This question was initially proposed to me by two friends. Given an integer $n$, how many isomorphism classes are there for semidirect products $\mathbb{Z}/n\mathbb{Z}\rtimes\mathbb{Z}/2\mathbb{Z}$?
Maybe this is a really trivial question. I can tell that a semidirect product is the same as an integer $r\in\mathbb{Z}/n\mathbb{Z}$ with $r^2=1\mod[n]$, but are there isomorphisms between some of them? What happens for instance when n is squarefree, thus the product of fields.
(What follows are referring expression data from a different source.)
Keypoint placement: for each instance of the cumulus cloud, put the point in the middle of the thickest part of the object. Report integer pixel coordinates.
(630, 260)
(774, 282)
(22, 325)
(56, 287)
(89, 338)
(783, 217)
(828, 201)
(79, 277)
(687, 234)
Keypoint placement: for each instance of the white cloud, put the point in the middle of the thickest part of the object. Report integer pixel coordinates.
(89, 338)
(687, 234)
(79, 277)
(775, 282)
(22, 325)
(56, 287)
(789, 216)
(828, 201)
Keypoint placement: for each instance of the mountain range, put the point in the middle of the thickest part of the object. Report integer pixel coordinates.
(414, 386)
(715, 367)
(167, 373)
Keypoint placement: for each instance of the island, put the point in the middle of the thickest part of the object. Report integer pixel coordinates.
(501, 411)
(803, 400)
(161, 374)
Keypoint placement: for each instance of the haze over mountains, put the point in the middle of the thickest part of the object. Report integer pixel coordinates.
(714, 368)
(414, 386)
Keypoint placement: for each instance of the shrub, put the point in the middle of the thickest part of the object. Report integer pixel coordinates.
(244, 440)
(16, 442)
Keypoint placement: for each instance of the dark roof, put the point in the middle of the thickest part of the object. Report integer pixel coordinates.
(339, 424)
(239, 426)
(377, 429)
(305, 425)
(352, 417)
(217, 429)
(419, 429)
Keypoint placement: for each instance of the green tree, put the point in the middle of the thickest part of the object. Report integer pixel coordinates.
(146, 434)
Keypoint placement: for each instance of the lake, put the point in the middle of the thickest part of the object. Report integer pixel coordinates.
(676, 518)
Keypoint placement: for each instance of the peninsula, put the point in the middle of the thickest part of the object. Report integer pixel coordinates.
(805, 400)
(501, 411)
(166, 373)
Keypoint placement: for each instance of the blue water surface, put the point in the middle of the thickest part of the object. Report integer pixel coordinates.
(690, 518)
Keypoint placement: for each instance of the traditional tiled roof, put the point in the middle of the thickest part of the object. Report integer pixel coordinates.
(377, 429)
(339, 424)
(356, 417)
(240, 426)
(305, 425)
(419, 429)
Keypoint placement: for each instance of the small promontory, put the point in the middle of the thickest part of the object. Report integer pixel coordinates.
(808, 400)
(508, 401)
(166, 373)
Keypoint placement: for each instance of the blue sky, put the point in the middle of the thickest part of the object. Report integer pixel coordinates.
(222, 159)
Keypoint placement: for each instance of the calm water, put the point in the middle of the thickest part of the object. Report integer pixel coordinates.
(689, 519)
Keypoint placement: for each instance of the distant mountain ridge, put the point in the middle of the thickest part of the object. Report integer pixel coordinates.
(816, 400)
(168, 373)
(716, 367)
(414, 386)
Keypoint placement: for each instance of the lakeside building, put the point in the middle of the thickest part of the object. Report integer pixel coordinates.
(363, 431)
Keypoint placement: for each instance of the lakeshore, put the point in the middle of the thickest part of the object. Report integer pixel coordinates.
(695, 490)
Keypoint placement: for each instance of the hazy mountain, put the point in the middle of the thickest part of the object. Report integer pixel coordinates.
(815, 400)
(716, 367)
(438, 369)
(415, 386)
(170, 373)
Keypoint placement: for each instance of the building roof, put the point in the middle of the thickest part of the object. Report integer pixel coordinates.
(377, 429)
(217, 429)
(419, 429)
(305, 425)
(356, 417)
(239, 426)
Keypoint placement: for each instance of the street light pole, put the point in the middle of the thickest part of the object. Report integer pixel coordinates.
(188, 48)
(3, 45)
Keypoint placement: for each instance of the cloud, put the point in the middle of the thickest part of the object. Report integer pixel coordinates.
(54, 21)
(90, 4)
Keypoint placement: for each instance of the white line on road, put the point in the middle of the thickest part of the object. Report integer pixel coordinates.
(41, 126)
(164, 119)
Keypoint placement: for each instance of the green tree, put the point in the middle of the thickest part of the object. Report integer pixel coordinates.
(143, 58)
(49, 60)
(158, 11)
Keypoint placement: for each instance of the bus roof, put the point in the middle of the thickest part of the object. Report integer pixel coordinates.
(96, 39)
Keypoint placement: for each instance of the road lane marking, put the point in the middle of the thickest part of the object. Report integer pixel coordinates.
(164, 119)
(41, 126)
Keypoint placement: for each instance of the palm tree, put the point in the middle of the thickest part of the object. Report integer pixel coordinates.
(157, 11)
You are asking for isomorphism classes of split extensions $H$ of the module $N:=\mathbb{Z}/n\mathbb{Z}$ by the group $G:=\mathbb{Z}/2\mathbb{Z}$. This is a special case of a metacyclic group, by the way.
A first approximation is to determine all homomorphisms from $\mathbb{Z}/2\mathbb{Z}$ into the automorphism group $Aut(N)$ of $N$; each of these corresponds to a semidirect product (but we still might get some isomorphism classes multiple times). Now, it is well-known that $Aut(N)\cong \mathbb{Z}/\phi(n)\mathbb{Z}$, where $\phi$ denotes Euler's totient function.
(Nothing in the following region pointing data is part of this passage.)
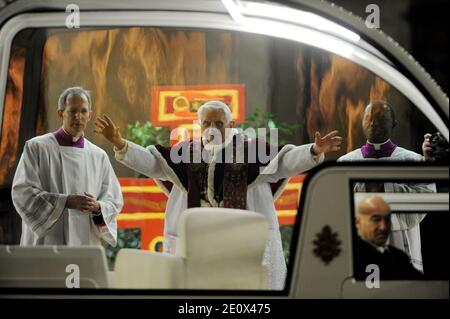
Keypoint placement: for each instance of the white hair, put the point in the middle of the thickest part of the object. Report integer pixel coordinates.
(215, 105)
(76, 90)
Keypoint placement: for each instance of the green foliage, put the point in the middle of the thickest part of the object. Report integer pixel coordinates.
(147, 134)
(126, 238)
(260, 119)
(286, 238)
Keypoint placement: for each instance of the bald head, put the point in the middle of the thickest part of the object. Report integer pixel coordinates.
(378, 122)
(373, 220)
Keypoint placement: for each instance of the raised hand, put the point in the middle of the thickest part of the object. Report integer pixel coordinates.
(329, 143)
(106, 127)
(85, 203)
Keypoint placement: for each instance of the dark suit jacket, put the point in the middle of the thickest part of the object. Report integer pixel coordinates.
(393, 263)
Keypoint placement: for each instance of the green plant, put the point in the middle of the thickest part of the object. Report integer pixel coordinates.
(147, 134)
(261, 119)
(286, 238)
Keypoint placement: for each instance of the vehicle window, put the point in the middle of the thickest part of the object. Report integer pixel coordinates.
(151, 81)
(398, 229)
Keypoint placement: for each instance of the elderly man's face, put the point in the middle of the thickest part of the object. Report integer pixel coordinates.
(214, 122)
(373, 221)
(377, 123)
(76, 115)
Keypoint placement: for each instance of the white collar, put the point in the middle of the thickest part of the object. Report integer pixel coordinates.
(381, 249)
(74, 138)
(215, 148)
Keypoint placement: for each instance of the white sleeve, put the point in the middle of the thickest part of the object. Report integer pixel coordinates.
(140, 159)
(38, 208)
(290, 161)
(111, 203)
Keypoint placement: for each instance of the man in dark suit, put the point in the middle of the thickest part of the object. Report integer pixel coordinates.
(373, 224)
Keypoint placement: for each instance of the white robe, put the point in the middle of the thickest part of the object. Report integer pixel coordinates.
(405, 233)
(291, 160)
(46, 174)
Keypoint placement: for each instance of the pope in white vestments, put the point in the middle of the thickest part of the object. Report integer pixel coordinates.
(378, 122)
(64, 188)
(220, 184)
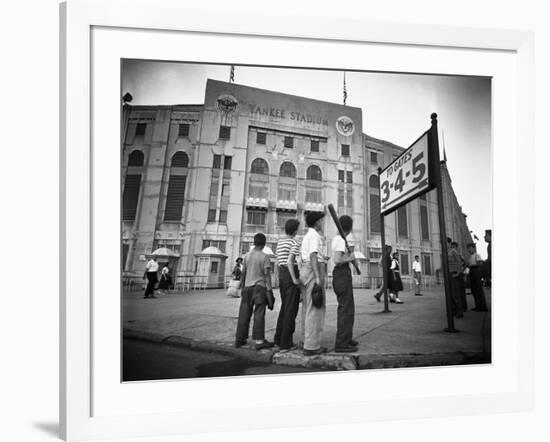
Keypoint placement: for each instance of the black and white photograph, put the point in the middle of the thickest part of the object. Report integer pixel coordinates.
(283, 220)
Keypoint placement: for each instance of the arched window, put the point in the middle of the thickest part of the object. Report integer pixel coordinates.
(374, 183)
(176, 187)
(259, 166)
(180, 159)
(314, 173)
(258, 184)
(132, 183)
(136, 158)
(286, 188)
(288, 170)
(374, 203)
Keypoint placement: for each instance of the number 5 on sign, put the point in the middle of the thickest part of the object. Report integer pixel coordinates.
(407, 177)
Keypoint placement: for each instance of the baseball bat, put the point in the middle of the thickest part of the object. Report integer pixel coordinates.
(334, 216)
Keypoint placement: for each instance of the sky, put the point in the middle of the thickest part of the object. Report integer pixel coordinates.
(396, 108)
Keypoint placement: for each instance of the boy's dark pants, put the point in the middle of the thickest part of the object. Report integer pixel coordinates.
(151, 281)
(477, 288)
(290, 301)
(343, 288)
(253, 300)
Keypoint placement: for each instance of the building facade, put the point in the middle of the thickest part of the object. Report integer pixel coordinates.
(201, 180)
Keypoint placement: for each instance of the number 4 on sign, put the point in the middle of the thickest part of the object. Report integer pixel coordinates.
(399, 182)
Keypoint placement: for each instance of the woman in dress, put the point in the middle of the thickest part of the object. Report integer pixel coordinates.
(165, 282)
(395, 285)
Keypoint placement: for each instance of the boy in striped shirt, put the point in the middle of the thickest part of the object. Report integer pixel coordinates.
(287, 251)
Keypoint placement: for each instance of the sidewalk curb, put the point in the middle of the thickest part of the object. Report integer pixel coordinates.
(327, 361)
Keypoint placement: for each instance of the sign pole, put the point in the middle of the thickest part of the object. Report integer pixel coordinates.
(384, 257)
(433, 142)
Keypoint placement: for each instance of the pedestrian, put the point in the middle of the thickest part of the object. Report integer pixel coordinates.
(150, 274)
(289, 285)
(256, 276)
(233, 290)
(395, 285)
(417, 275)
(312, 278)
(474, 265)
(455, 279)
(165, 282)
(385, 272)
(487, 263)
(343, 288)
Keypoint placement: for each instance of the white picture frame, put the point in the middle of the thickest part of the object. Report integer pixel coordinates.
(80, 377)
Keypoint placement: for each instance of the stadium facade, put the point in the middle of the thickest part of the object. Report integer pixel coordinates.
(198, 181)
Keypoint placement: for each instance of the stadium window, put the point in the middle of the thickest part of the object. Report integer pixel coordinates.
(130, 197)
(217, 162)
(314, 145)
(259, 166)
(314, 173)
(256, 218)
(227, 163)
(212, 216)
(287, 170)
(225, 132)
(183, 130)
(135, 159)
(374, 157)
(140, 129)
(175, 197)
(179, 159)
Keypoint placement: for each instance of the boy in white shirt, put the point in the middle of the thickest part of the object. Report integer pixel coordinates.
(417, 275)
(342, 283)
(312, 276)
(151, 275)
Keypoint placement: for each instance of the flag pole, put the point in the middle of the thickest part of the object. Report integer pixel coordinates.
(384, 257)
(433, 144)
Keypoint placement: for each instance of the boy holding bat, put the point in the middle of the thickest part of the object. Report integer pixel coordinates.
(343, 287)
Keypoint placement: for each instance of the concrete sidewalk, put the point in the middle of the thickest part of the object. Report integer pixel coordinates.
(410, 336)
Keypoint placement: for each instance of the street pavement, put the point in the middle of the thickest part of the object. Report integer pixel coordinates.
(145, 361)
(411, 335)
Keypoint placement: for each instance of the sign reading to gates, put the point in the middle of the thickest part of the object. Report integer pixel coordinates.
(407, 177)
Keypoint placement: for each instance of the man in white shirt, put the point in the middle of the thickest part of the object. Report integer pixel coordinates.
(151, 274)
(342, 283)
(474, 265)
(417, 275)
(312, 276)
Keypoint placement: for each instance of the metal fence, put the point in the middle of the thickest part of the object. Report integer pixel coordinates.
(189, 283)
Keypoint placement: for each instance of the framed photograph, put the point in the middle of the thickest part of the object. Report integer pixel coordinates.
(199, 260)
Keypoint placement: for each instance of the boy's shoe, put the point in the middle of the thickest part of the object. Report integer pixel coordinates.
(346, 349)
(263, 345)
(315, 352)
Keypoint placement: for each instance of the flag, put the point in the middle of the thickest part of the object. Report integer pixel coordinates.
(345, 90)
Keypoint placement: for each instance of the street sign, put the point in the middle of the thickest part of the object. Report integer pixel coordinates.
(408, 176)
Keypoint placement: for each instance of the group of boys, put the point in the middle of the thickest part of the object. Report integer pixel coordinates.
(302, 275)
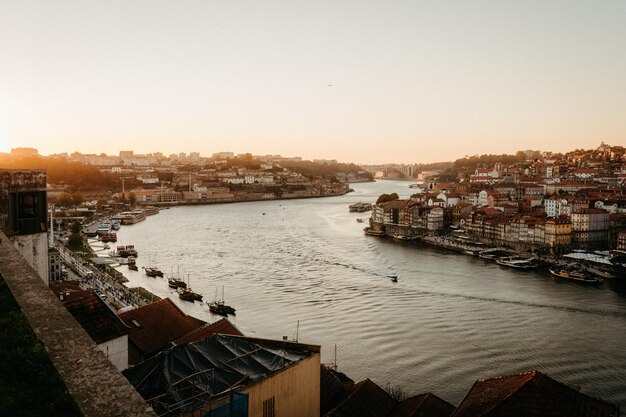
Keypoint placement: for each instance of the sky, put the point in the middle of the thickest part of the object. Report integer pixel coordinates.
(357, 81)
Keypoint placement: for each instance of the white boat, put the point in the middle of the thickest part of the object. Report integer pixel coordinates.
(517, 263)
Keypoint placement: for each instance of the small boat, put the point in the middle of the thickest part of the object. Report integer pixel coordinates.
(575, 275)
(370, 232)
(176, 283)
(153, 272)
(108, 237)
(517, 263)
(187, 294)
(219, 306)
(126, 251)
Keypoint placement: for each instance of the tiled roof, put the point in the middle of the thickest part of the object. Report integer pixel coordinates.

Using the above (and the links I gave), it is not difficult to see that the 2-Sylow-subgroup $P$ of $Aut(N)$ is isomorphic to $(\mathbb{Z}/2\mathbb{Z})^m \times Aut(\mathbb{Z}/2^k\mathbb{Z})$, where $m$ equals the number of distinct odd primes divisors of $n$, and $2^k$ is the largest power of $2$ dividing $n$. If $k=0$ or $k=1$, then $P\cong(\mathbb{Z}/2\mathbb{Z})^m$. If $k>1$, then $P\cong (\mathbb{Z}/2\mathbb{Z})^{m+1} \times \mathbb{Z}/2^{k-2}\mathbb{Z}$.
Counting the number of homomorphisms from $G$ into this, then for $k=0$ or $k=1$ we get $2^m$; for $k=2$ we get $2^{m+1}$ and for $k>2$ we get $2^{m+2}$.
With some more effort, one proceeds to verify that each of these homomorphisms leads to a unique isomorphism class; for that, you essentially have to verify that $G$ either acts trivially or non-trivially on each $p$-Sylow-subgroups; and that it really has four non-isomorphic actions on $\mathbb{Z}/2^k\mathbb{Z}$ if $k>2$ (once you get an action like in a dihedral group, once like in a semidihedral / quasidihedral group; once as in the direct product; and one more).
Each Sylow $p$-subgroup of the copy of $\mathbb{Z}/n\mathbb{Z}$ will be normal (actually characteristic) in the semi-direct product. Moreover any element of the semi-direct product not in $\mathbb{Z}/n\mathbb{Z}$ will induce the same automorphism of each Sylow $p$-subgroup since $\mathbb{Z}/n\mathbb{Z}$ is abelian.
Thus two of your semi-direct products will be isomorphic precisely if each of the subproducts $\mathbb{Z}/p^r\mathbb{Z}$ by $\mathbb{Z}/2\mathbb{Z}$ are isomorphic where $p^r$ is the maximal power of $p$ dividing $n$.
In the square-free case this shows that there are $2^k$ non-isomorphic semi-direct products of the form you require, where $k$ denotes the number of odd prime factors of $n$.
In the general case this argument atill reduces you to the case $n$ is a prime power. I guess you'll still get two choices for each odd prime dividing $n$ and two choices for the prime $2$ if $4$ divides $n$ but only one otherwise.